In my case, there were two ways to treat – there is no cure –  the hydrocephalus.

  1. A shunt – mechanical device/valve that has a tube that runs from inside your skull to one of your ventricles, back to the device and from the device to your abdomen where your CSF drains and is absorbed as your body regulates your ICP.
  2. Endoscopic Third Venticulostomy – a fairly new treatment in which the Neuro Surgeon punches a hole in the third ventricle in your brain as a secondary pathway to release CSF around your brain where the fluid is absorbed to regulate your ICP.

On February 14, I had a Endoscopic Third Venticulostomy to help regulate my ICP and treat the hydrocephalus.  Also during the surgery, my Neuro Surgeon catheterized the normal passage way where the brain drains CSF.  For the procedure, they do everything optically and literally drill a hole in my head, and insert scopes and tools and work through high powered optics to complete the surgery.
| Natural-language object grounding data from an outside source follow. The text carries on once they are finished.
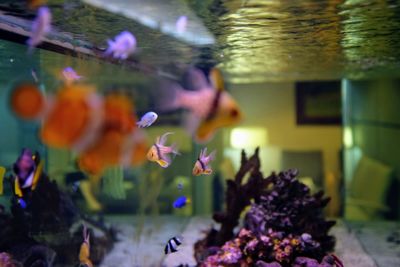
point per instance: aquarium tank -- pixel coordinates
(199, 133)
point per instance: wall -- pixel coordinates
(373, 119)
(272, 106)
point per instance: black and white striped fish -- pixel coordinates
(172, 245)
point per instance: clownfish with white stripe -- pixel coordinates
(173, 244)
(202, 163)
(210, 106)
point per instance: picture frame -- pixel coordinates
(318, 103)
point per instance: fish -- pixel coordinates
(201, 165)
(75, 118)
(22, 203)
(180, 186)
(210, 106)
(119, 142)
(181, 202)
(173, 244)
(28, 170)
(181, 24)
(40, 26)
(2, 173)
(27, 101)
(84, 251)
(160, 153)
(122, 47)
(148, 119)
(34, 76)
(101, 130)
(70, 75)
(32, 4)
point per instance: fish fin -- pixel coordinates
(163, 163)
(207, 171)
(194, 79)
(163, 138)
(204, 132)
(211, 156)
(2, 173)
(216, 79)
(174, 148)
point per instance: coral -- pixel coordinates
(238, 196)
(284, 227)
(289, 207)
(6, 260)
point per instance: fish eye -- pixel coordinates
(234, 112)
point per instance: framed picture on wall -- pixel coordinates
(318, 102)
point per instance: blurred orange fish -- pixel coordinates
(27, 101)
(210, 105)
(74, 118)
(120, 142)
(101, 130)
(84, 251)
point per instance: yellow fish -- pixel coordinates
(119, 141)
(159, 152)
(202, 163)
(84, 252)
(210, 105)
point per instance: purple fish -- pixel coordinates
(123, 45)
(40, 26)
(180, 202)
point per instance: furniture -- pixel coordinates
(366, 194)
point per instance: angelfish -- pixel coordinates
(122, 47)
(148, 119)
(202, 163)
(173, 244)
(159, 152)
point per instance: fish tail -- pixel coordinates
(2, 173)
(212, 155)
(163, 138)
(174, 148)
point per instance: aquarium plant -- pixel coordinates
(284, 226)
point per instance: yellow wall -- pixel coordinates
(272, 106)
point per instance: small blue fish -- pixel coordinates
(75, 186)
(148, 119)
(22, 203)
(70, 75)
(180, 202)
(123, 45)
(180, 186)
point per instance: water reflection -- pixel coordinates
(287, 40)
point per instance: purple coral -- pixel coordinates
(284, 227)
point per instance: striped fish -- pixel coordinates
(172, 245)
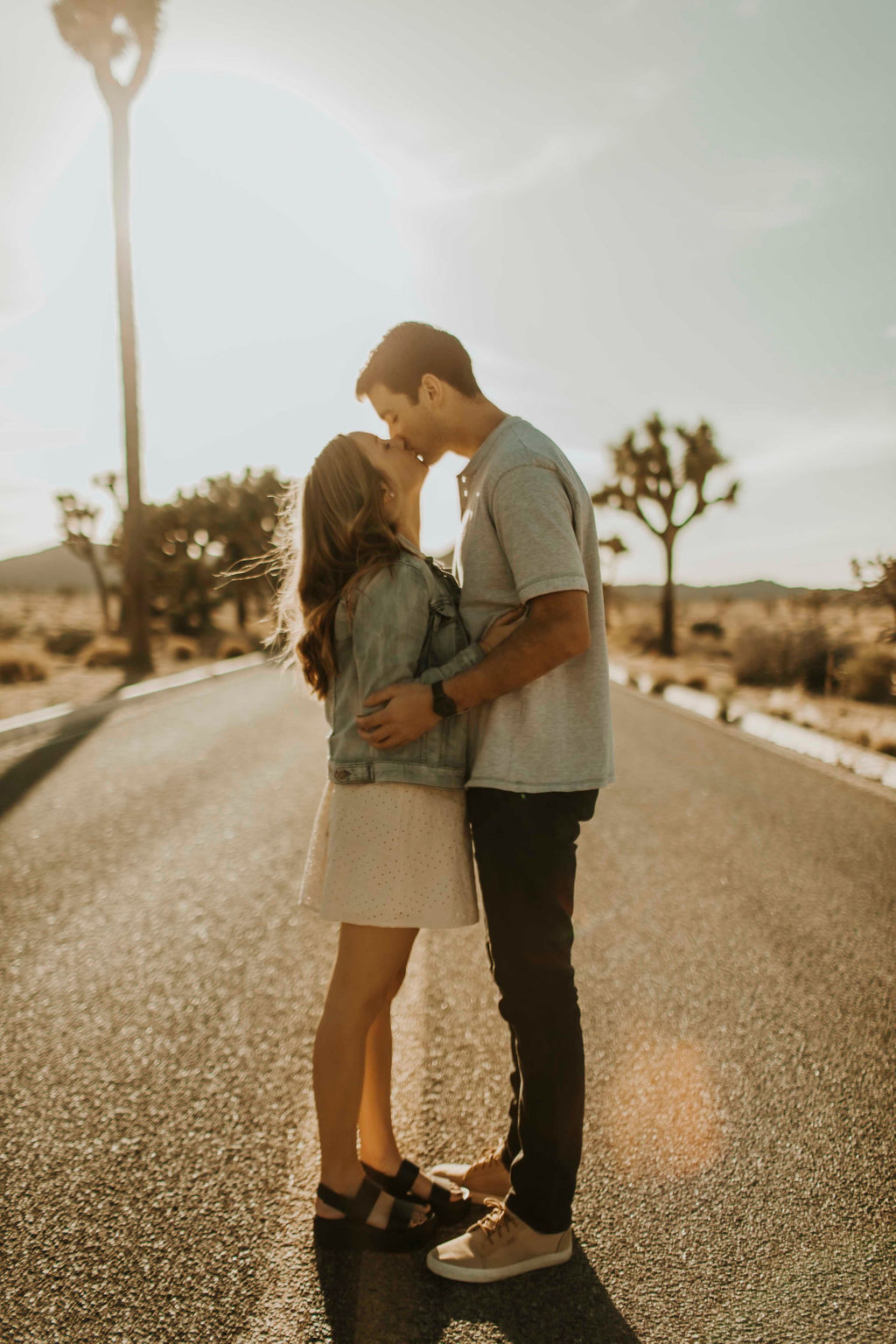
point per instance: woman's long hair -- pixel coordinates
(332, 529)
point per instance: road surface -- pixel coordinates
(160, 990)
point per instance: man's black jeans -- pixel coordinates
(526, 857)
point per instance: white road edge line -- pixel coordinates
(22, 724)
(766, 727)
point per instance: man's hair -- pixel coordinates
(410, 351)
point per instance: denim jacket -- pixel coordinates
(404, 626)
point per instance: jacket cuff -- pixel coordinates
(468, 657)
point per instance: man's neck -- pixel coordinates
(477, 424)
(409, 522)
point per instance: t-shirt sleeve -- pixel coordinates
(534, 522)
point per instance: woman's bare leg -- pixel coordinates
(368, 962)
(375, 1116)
(379, 1146)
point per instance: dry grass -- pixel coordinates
(30, 620)
(707, 660)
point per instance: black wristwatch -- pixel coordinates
(442, 704)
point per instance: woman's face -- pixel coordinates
(398, 466)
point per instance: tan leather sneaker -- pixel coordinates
(485, 1179)
(499, 1246)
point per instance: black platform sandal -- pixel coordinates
(439, 1199)
(355, 1233)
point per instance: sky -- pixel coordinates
(620, 207)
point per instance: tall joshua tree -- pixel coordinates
(109, 34)
(649, 481)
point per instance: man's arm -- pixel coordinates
(555, 631)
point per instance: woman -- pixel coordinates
(391, 851)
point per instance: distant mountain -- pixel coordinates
(758, 591)
(58, 567)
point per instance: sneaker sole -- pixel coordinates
(489, 1276)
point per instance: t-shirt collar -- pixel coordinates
(472, 469)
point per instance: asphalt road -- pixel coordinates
(160, 990)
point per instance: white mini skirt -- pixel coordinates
(394, 855)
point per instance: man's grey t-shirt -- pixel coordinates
(528, 528)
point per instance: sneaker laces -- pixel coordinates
(488, 1158)
(497, 1219)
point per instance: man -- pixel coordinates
(542, 747)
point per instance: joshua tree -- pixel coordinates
(615, 547)
(107, 34)
(878, 581)
(649, 480)
(80, 524)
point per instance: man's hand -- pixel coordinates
(406, 718)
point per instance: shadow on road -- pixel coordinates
(20, 777)
(375, 1298)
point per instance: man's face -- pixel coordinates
(416, 423)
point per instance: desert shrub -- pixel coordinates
(808, 657)
(868, 676)
(644, 637)
(67, 642)
(107, 654)
(233, 648)
(182, 649)
(20, 666)
(762, 656)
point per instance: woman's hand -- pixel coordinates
(501, 628)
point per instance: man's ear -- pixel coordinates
(431, 388)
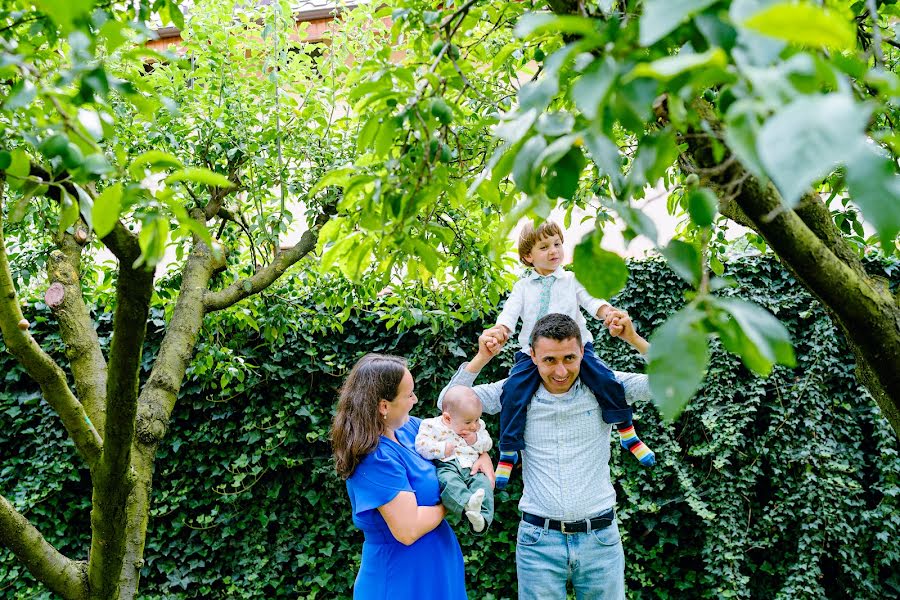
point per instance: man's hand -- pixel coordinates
(621, 326)
(469, 436)
(484, 465)
(495, 338)
(615, 321)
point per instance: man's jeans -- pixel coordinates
(594, 562)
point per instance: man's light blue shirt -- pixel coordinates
(565, 463)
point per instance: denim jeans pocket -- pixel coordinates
(529, 534)
(608, 536)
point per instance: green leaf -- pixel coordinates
(677, 361)
(563, 176)
(29, 190)
(65, 12)
(68, 211)
(741, 132)
(152, 158)
(367, 134)
(752, 333)
(702, 206)
(804, 24)
(200, 175)
(85, 205)
(152, 239)
(662, 17)
(808, 138)
(875, 187)
(593, 87)
(107, 207)
(525, 168)
(684, 259)
(602, 273)
(667, 68)
(20, 96)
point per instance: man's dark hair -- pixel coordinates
(556, 326)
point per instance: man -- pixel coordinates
(568, 530)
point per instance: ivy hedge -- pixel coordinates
(785, 487)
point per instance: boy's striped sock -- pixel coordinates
(631, 442)
(504, 467)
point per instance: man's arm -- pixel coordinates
(488, 393)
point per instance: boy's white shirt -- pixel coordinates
(567, 296)
(431, 442)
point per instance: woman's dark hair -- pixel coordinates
(357, 424)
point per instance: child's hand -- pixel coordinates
(469, 436)
(494, 339)
(616, 321)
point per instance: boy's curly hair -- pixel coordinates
(529, 236)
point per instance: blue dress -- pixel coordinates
(430, 568)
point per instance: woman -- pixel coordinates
(409, 552)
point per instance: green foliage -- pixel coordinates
(779, 488)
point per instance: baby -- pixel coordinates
(454, 441)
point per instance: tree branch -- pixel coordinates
(43, 369)
(120, 241)
(807, 243)
(77, 331)
(263, 278)
(113, 481)
(62, 575)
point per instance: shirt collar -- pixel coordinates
(573, 391)
(556, 274)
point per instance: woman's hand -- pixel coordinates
(485, 465)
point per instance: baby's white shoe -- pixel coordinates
(474, 502)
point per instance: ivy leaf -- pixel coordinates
(669, 67)
(804, 24)
(808, 138)
(593, 87)
(602, 273)
(677, 361)
(68, 211)
(702, 206)
(684, 259)
(662, 17)
(875, 187)
(21, 95)
(106, 210)
(752, 333)
(152, 158)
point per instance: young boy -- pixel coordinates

Aside from the normal risks of brain surgery, the major risk of the 3rd vent, is that there is a major artery on the inside of the ventricle, and if the surgeon nics or ruptures it, there is no way to stop the bleeding and you die.

This is why you want to have a surgeon like Dr. Loudon who help pioneer the procedure and has done many.  This was not the time to have a rookie surgeon.  The surgery went good, and I stayed a few days to continue to recover from my initial surgery and make sure there were no complications from this one either.

I was released from the hospital on February 18 with a PIC line so we could continue IV antibiotics for a couple more weeks at home to make sure the infection was 100% clear.